WORST CANDY EVER


My neighbor’s six-year-old likes to knock on our door and offer us gifts. Yesterday, for instance, she stopped by and gave us a hand-made “decoration”—i.e. a piece of origami paper folded into the shape of a burrito.

Later in the day, she appeared on my stoop with a handful of jelly beans. “Would you like a jelly bean?” she asked. “They’re pretty gross.”

I don’t much care for jelly beans in general, and especially ones that come with a warning of grossness, but she seemed particularly eager to share her candy and isn’t sharing one of those things that adults are supposed to encourage? So I resigned myself to the icky gooiness that is a jelly bean and accepted the brown piece of candy. She smiled and said, “You have to guess what flavor it is.”

I expected it to be chocolate, but I should have been wiser. It wasn’t even coffee-flavored. At first, it tasted like soap, and then morphed into the undeniably disgusting flavor of potting soil. “Ick! This is gross!
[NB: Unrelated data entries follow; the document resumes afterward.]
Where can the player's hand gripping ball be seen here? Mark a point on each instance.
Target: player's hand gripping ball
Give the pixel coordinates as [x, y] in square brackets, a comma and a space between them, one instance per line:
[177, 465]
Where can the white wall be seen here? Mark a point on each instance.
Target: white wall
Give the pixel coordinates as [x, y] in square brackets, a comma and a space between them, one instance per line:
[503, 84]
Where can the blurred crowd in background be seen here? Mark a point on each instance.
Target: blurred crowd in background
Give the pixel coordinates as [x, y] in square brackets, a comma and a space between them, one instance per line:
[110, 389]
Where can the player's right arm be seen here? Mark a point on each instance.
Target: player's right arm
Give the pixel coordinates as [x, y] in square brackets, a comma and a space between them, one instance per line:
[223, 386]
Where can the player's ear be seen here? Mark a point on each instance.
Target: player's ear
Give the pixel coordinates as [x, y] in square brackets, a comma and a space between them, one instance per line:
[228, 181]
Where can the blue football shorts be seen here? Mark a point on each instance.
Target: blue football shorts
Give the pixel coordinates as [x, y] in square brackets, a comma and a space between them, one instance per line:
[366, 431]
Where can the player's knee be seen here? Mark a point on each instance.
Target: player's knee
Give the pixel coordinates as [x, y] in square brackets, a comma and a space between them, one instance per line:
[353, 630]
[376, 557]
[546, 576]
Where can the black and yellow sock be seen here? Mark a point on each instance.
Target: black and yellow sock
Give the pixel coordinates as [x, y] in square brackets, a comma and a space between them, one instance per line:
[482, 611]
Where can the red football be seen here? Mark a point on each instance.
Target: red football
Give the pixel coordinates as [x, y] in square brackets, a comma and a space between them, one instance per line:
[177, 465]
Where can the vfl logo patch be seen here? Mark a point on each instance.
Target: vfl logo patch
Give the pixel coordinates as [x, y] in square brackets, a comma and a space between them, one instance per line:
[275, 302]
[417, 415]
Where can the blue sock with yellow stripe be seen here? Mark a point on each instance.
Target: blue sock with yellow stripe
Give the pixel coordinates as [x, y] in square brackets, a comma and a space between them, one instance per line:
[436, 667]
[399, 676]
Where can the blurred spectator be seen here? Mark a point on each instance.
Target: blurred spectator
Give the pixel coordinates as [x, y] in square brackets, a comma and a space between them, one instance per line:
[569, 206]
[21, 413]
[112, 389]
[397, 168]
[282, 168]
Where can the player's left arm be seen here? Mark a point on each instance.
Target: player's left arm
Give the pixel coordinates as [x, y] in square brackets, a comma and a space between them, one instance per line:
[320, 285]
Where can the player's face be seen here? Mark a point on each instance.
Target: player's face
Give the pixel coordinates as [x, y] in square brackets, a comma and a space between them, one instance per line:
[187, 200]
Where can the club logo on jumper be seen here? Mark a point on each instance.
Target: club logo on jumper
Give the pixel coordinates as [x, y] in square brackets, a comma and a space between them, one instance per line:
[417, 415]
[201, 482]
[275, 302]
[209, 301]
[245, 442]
It tastes like dirt!”

The kindergartener starting giggling. “It is!” she said, and proudly held up her box of Harry Potter jelly beans, which—I sure I wish I’d seen this before eating my dirt-flavored bean—contained the words, “NEW! Rotten egg and bacon flavors!”

We then proceeded to split the remainder of the beans, rating each on flavor and accuracy. “Earwax” won in the flavor department, but it was hard to compare to the real thing since neither of us had ever tasted earwax. “Soap” came in a close second, being sweet and bearing a striking resemblance to the real thing. “Black pepper” tasted like, well, black pepper.

She was upset when we finished the box and it hadn’t contained a grass, vomit, booger or earthworm jelly bean—darn, no vomit!—and when she announced that she had more boxes at home, I took that as a cue to pretend I had some very important work to finish up.

“But grass is my favorite!” she said.

“I’ll take your word for it,” I responded.

I’m not sure I’ll ever eat a jelly bean again.